Supplement or Food? How to choose the right source of Omega 3
Just about everyone has heard that omega-3 fatty acids are good for your heart – improving circulation, lowering fats in the bloodstream and perhaps even decreasing the risk of stroke or heart attack in some people. But because our bodies don’t produce them, we have to consume foods high in omega-3s, such as cold water fish, or take supplements.
Kate Mone, MEd, RD, CSSD, a registered dietitian at Cleveland Clinic, cautions that all omega-3 supplements are not the same. Be sure to choose one that includes EPA (eicosapentaenoic acid) and DHA (docosahexaenoic acid), she says. “And, of course, everyone should consult with their physician before beginning to use supplements.”

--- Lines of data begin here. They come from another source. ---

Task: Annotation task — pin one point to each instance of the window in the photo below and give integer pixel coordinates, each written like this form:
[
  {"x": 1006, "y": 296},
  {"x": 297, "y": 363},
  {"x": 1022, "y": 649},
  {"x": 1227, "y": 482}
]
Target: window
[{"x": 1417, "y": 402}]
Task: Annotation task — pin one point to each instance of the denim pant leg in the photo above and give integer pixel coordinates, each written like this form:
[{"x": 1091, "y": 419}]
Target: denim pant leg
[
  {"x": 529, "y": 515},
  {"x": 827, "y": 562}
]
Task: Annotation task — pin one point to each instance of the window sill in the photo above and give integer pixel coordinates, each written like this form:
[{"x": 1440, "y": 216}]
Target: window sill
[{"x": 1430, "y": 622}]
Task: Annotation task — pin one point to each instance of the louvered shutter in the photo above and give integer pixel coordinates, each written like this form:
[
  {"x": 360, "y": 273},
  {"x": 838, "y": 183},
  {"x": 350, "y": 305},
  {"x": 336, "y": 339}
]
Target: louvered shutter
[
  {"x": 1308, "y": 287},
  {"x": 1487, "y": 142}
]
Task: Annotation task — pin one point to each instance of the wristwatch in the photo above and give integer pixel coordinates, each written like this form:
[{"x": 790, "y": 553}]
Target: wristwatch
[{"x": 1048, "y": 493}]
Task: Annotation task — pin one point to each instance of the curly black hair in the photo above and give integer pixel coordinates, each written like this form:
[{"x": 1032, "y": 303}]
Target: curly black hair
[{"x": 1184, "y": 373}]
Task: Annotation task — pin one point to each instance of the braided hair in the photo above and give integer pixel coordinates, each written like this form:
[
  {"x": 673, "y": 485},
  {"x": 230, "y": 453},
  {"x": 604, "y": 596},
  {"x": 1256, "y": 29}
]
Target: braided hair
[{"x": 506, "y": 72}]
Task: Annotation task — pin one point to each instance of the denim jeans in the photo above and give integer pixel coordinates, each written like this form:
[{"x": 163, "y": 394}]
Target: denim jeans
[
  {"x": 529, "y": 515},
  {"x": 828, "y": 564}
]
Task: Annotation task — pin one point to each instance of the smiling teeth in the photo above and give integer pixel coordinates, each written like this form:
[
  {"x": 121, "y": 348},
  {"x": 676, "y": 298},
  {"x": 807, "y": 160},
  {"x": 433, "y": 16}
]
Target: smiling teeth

The American Heart Association recommends that people with heart disease should consume one gram of EPA/DHA daily, but acknowledges that it may be difficult for some to eat fish every day. Ms. Mone suggests reading labels on omega-3 supplements to be sure they contain higher amounts of EPA and DHA. Many fish oil supplements contain only minimal amounts, with fillers of pure fish fat that do nothing for cardiovascular health. Two or three capsules a day should provide the recommended amount of one gram per day.
While people without heart disease don’t need quite that much, the AHA still recommends eating two servings, or 8 ounces, per week of cold water fish, such as salmon, tuna, mackerel or herring. Other sources of omega-3s include walnuts, flaxseed, canola oil and soy.